XCPU: a new, 9p-based, process management system for clusters and grids

Autor: Ron Minnich, Andrey Mirtchovski
Rok vydání: 2006
Předmět:
Zdroj: CLUSTER
DOI: 10.1109/clustr.2006.311843
Popis: Xcpu is a new process management system that is equally at home on clusters and grids. Xcpu provides a process execution service visible to client nodes as a 9p server. It can be presented to users as a file system if that functionality is desired. The xcpu service builds on our earlier work with the bproc system.

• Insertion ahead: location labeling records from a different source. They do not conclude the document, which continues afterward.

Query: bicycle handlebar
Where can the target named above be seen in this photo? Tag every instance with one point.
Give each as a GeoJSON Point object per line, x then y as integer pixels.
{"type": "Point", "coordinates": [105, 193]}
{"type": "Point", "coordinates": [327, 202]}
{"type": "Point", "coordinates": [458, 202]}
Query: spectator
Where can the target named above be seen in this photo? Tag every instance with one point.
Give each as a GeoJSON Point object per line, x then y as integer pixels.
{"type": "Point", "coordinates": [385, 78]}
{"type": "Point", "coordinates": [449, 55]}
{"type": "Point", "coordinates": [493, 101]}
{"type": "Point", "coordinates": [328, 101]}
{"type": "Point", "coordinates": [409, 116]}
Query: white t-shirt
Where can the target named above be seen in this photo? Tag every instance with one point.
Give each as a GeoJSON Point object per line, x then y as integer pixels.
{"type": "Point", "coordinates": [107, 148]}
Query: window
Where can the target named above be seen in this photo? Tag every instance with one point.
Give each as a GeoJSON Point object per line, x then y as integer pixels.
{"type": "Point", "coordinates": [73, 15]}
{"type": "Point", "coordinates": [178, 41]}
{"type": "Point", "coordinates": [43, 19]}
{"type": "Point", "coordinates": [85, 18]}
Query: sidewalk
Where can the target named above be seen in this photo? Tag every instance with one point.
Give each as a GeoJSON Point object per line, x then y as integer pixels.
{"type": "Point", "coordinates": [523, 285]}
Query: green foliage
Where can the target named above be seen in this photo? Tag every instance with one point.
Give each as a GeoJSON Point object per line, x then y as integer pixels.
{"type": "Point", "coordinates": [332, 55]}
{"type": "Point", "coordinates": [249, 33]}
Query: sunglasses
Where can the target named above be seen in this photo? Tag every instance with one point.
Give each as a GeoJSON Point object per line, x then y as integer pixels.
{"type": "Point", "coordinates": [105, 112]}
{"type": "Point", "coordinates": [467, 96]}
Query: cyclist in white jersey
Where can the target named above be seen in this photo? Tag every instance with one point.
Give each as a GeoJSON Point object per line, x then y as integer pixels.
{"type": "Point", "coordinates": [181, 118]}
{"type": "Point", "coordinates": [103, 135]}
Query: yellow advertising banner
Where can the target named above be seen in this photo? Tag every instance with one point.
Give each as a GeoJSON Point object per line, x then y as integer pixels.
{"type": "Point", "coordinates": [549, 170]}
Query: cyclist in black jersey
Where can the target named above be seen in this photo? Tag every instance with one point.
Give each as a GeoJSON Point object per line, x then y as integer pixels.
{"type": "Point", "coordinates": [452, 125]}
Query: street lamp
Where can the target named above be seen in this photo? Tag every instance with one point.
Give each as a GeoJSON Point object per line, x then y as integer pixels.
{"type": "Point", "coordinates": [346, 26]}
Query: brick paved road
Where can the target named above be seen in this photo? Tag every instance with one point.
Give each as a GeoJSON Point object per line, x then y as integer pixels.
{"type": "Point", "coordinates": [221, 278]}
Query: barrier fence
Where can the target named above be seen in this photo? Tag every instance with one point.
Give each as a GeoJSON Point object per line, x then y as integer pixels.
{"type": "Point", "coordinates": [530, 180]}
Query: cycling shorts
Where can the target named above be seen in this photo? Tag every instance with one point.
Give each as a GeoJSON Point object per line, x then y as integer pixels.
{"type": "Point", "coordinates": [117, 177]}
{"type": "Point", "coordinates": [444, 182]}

Xcpu differs from traditional remote execution services in several key ways, one of the most important being its use of a push rather than a pull model, in which the binaries are pushed to the nodes by the job starter, rather than pulled from a remote file system such as NFS. Bproc used a proprietary protocol; a process migration model; and a set of kernel modifications to achieve its goals. In contrast, xcpu uses a well-understood protocol, namely 9p; uses a non-migration model for moving the process to the remote node; and uses totally standard kernels on various operating systems such as Plan 9 and Linux to start, and MacOS and others in development. In this paper, we describe our clustering model; how bproc implements it and how xcpu implements a similar, but not identical model. We describe in some detail the structure of the various xcpu components. Finally, we close with a discussion of xcpu performance, as measured on several clusters at LANL, including the 1024-node Pink cluster, and the 256-node Blue Steel infiniband cluster.
Databáze: OpenAIRE